ASU partnership awarded $3.5M continuation grant to support substance abuse training
The Center for Applied Behavioral Policy (CABHP) at ASU’s College of Public Programs, in partnership with UCLA’s Integrated Substance Abuse Programs (ISAP), has received a $3.5 million, five-year continuation grant from the Substance Abuse and Mental Health Services Administration (SAMHSA). The award will support their ongoing effort to disseminate the latest research-based information to substance abuse treatment providers and other professionals.
CABHP and ISAP have served the California and Arizona region (Region 9) since 2001 through the Pacific Southwest district of the Addiction Technology Transfer Centers (PSATTC), providing hundreds of professional development opportunities focusing on culturally sensitive, recovery-oriented methods of treatment to practitioners, researchers, policymakers, funders and consumers regionally and nationally.
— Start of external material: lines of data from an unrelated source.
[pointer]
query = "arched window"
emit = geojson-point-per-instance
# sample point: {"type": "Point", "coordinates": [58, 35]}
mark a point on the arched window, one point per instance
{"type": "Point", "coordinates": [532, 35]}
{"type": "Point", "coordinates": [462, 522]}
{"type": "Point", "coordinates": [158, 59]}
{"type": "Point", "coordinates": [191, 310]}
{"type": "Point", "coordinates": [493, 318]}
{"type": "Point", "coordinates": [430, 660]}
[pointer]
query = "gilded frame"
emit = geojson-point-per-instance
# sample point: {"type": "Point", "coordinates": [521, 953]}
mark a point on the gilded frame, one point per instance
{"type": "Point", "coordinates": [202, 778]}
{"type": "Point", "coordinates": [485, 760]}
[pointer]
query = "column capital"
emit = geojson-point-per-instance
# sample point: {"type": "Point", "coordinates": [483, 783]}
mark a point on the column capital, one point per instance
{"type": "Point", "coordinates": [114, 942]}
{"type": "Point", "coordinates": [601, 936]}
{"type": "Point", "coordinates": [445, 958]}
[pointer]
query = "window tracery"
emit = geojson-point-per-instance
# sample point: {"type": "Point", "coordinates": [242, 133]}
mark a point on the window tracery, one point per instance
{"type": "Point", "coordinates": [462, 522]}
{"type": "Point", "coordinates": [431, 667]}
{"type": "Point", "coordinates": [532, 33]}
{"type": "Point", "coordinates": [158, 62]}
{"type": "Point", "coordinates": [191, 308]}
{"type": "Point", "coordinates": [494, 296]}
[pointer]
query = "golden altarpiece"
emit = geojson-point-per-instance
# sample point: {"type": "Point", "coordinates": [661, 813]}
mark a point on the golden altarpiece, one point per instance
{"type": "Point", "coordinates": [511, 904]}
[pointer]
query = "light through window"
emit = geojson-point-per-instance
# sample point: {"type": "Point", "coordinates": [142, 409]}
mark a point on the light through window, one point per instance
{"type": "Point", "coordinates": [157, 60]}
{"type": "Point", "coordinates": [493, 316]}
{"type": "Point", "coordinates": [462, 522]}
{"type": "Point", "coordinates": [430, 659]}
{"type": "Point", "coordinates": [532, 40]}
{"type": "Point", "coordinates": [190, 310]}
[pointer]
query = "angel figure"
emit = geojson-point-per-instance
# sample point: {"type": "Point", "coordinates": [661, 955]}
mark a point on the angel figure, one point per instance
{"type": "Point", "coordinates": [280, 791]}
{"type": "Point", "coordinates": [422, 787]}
“The Arizona behavioral health community has certainly benefitted,” said Cory Nelson, Acting Deputy Director of Behavioral Health at the Arizona Department of Health Services. “Since 2007 this partnership has reached over 24,000 Arizonans through training of evidence based and promising practices, including topics in integrated health, trauma informed care, substance abuse prevention and screening, and others. This is a huge success for our dynamic workforce and community,” Nelson added.
Launched in 1993 by SAMHSA, the ATTC Network is made up of 14 independent regional centers. Over the next five years, Region 9 will expand to include Hawaii, Nevada, and six U.S.-affiliated Pacific island jurisdictions, making it the most far-ranging and ethnically diverse service center in the national ATTC Network. The Pacific population alone is located on 669 islands and atolls across five million square miles.
In addition to the geographic scope, Region 9 is comprised of a range of culturally distinctive societies including Latino, Asian, African American, and Native American people who speak 20 unique languages. In total, Region 9 has more than 3,900,000 individuals in need of treatment for substance use disorders, but according to the Bureau of Labor Statistics (2012), the existing workforce consists of fewer than 11,000 front-line professionals.
In this expanded setting, PSATTC’s immediate goal is to support local initiatives so they are able to meet the increasing demand for services. The coming five-year project period will see the development of more than 350 events region-wide, utilizing a variety of delivery methods, for more than 11,750 participants.
CABHP Associate Director for Clinical Initiatives, Vicki Staples, is optimistic that PSATTC will succeed in building an effective workforce for such a broad cultural and geographic sector.
“Communities from the desert southwest to the Pacific islands will have access to the latest behavioral health research which is a vital part of battling any disease, including the disease of addiction,” Staples said. “Over a decade of experience in developing state-of-the-art training, dissemination, and technical assistance strategies has made us a leader in skills training that unifies science and practice with cultural competence. There is no other organization as uniquely qualified to serve this region.”